Citi's continuing Buy rating indicates the firm's positive outlook on California Resources despite the slight decrease in the carbon capture business's projected value. The company's diversified portfolio, including upstream operations and carbon management, appears to support Citi's optimistic perspective on the stock's future performance.

In other recent news, California Resources Corporation has seen several significant developments. TD Cowen raised its price target for the company to $74.00, maintaining a Buy rating and highlighting potential growth in 2025.

This growth is expected to be driven by the '24 Aera deal acquisition, contributing to operational efficiencies, and carbon capture, utilization, and storage (CCUS) initiatives, potentially increasing net asset value by over 40% within the next year.

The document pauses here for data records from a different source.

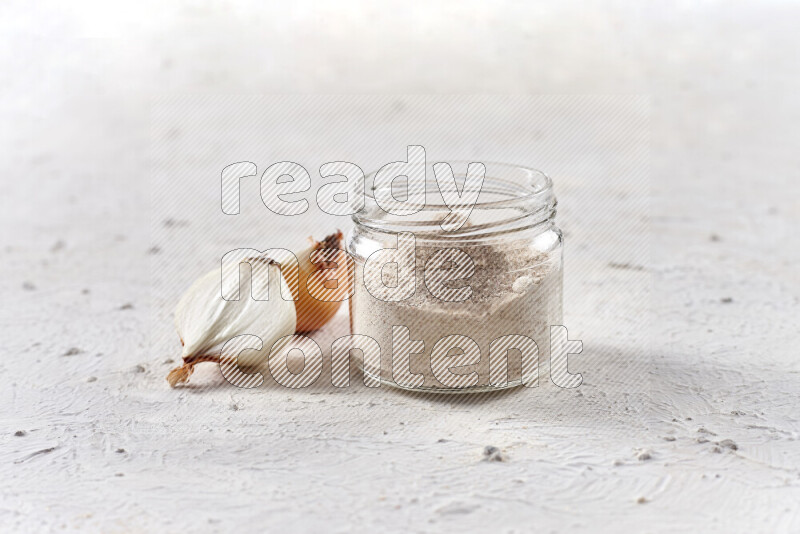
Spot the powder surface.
[350,241,562,390]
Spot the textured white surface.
[0,2,800,532]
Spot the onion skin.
[290,230,352,334]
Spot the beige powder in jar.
[350,240,562,391]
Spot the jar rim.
[352,160,557,238]
[364,159,553,210]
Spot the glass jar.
[347,162,562,392]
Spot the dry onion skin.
[167,231,352,387]
[290,231,352,333]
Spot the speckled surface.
[0,2,800,532]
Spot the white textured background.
[0,2,800,532]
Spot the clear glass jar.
[347,162,562,392]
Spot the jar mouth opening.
[353,160,556,236]
[364,160,553,210]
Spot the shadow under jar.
[347,162,562,393]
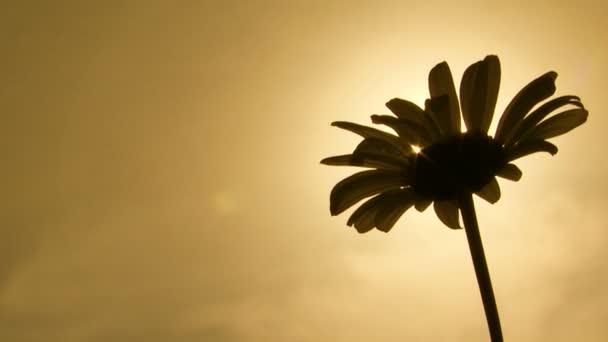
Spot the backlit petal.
[329,170,406,215]
[494,71,557,141]
[460,56,500,133]
[386,98,441,140]
[522,108,589,140]
[372,115,432,146]
[507,140,557,161]
[505,95,584,146]
[475,177,500,204]
[414,198,433,212]
[429,62,460,135]
[347,188,414,233]
[331,121,412,153]
[433,200,462,229]
[496,164,522,182]
[321,154,407,170]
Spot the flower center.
[411,132,506,200]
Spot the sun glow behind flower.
[0,0,608,342]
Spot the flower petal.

The company also announced the appointment of Clio C. Crespy as the new Executive Vice President and Chief Financial Officer, effective from January 1, 2025. In the third quarter, California Resources reported a strong financial performance with $402 million in adjusted EBITDAX and $141 million in free cash flow, returning $76 million to shareholders.

California Resources recently merged with Aera Energy, becoming the largest oil producer in the state, a move that received a positive response from Mizuho (NYSE:MFG) Securities. The firm raised its price target from $62.00 to $66.00 while maintaining an Outperform rating. The company is also advancing its carbon management initiatives, including awaiting the Environmental Protection Agency's Class VI permit for its inaugural carbon sequestration project.

Lastly, the company has hedged 72% of its 2025 oil production at $67 per barrel and plans to continue share repurchases, with $600 million remaining under authorization. These developments underscore California Resources' commitment to strategic growth and operational efficiency.